Dans l’univers magique de Mozart, revisité par David McVicar, la musique donne vie aux reines, princes et princesses mais aussi aux serpents et autres animaux dansants. Cette nouvelle production de La Flûte Enchantée est présentée à ce moment même à la Royal Opéra House, à Londres. Les cinémas Beaubien et du Parc offrent le voyage au-delà de l’océan à leurs spectateurs en diffusant dans leur salle cet opéra envoûtant.
Une expérience qui sort le spectateur de ses habitudes
Un opéra au cinéma peut paraître surprenant au premier coup d’œil. Finies les grandes salles à l’architecture élaborée qui font voyager dans le temps, finis les spectateurs en robes de soirée et costumes, et bonjour au popcorn, au soda et au voisin de fauteuil en survêtement. Malgré ce changement d’ambiance peu commun, la magie reste intacte et s’intensifie même par moment.

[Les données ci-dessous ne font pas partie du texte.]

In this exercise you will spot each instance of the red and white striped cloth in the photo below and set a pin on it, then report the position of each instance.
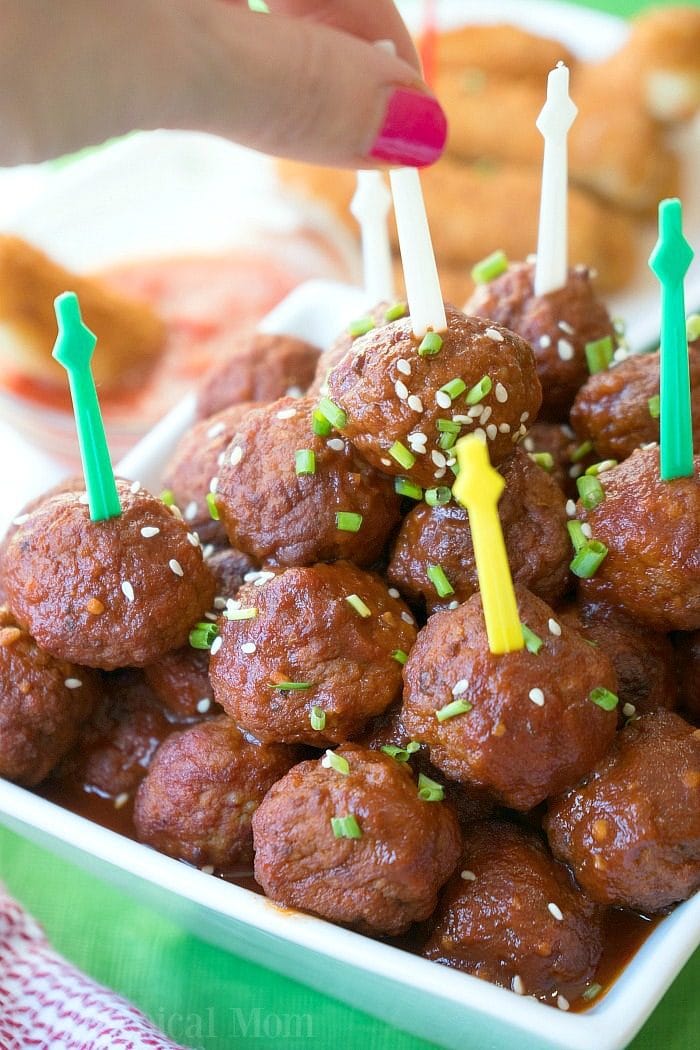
(46, 1003)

L’opéra filmé offre à ses spectateurs le rare privilège de voir les visages des chanteurs, musiciens et chef d’orchestre de près. Alors que pendant une réelle représentation, l’audience a tendance à se concentrer sur les voix, dans la salle du cinéma, elle peut observer les expressions des différents acteurs et ne ressentir que plus profondément les émotions déjà transmises par la musique. Cela accentue le côté théâtral qui peut manquer à l’opéra et qui captive plus facilement.

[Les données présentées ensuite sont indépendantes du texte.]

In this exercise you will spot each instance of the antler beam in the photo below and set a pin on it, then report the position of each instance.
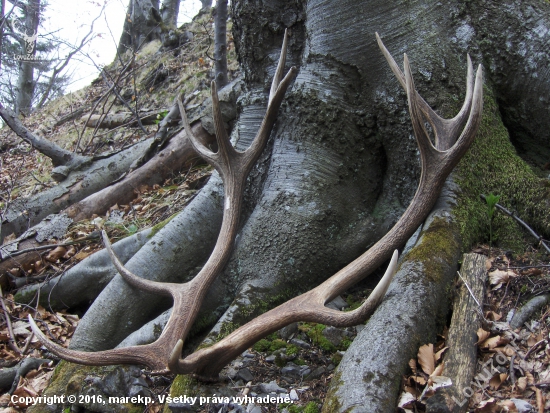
(233, 167)
(437, 163)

La musique donne un côté magique tandis que le jeu d’acteur donne le côté humain auquel le spectateur peut s’identifier. Il en est de même pour l’orchestre et plus encore le chef d’orchestre, que l’on voit d’ordinaire rarement, et qui ici occupe toute la première partie de la diffusion pendant laquelle le public peut apprécier les mouvements précis de Julia Jones, guidant son orchestre à la perfection.
Une innovation artistique envoûtante
Le cinéma accentue donc la magie créée par Mozart en 1791, mais celle-ci est avant tout mise en avant par le travail artistique de cette nouvelle production, à travers des décors, des jeux de lumière et des voix plus fascinantes les unes que les autres.

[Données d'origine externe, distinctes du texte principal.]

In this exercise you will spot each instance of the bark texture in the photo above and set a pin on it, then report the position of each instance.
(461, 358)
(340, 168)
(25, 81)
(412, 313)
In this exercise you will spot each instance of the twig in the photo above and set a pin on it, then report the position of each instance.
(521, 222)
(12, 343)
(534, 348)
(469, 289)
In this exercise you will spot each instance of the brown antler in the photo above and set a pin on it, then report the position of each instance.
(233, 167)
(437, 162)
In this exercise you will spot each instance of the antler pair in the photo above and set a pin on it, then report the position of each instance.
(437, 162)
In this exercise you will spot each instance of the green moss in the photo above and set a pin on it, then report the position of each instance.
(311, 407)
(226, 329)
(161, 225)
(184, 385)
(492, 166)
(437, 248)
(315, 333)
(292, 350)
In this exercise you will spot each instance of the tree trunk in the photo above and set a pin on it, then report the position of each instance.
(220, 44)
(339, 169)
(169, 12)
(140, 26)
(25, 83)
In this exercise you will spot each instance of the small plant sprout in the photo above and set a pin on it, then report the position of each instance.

Les décors peints, aux couleurs profondes, passent d’un sombre ciel étoilé à un brûlant mur orangé et participent ainsi au contraste entre la reine de la nuit et l’enchanteur Sarastro, emmenant le spectateur à travers leurs deux mondes.
Ce contraste est aussi fortement mis en valeur par les jeux de lumière ; lorsque Tamano chante, il est immédiatement baigné d’une douce lueur, censée représenter la pureté de son cœur. Cette lumière se fait beaucoup plus froide lorsque la reine de la nuit ou ses trois dames élèvent leur voix à leur tour.
Enfin, le plus ensorcelant reste la voix des chanteurs, qui semble presque inhumaine. Le public peut ressentir toute la haine et l’envie de vengeance de la reine de la nuit quand elle monte vers les notes les plus hautes mais aussi toute la sagesse de Sarastro lorsque que sa voix atteint des notes graves difficilement accessibles.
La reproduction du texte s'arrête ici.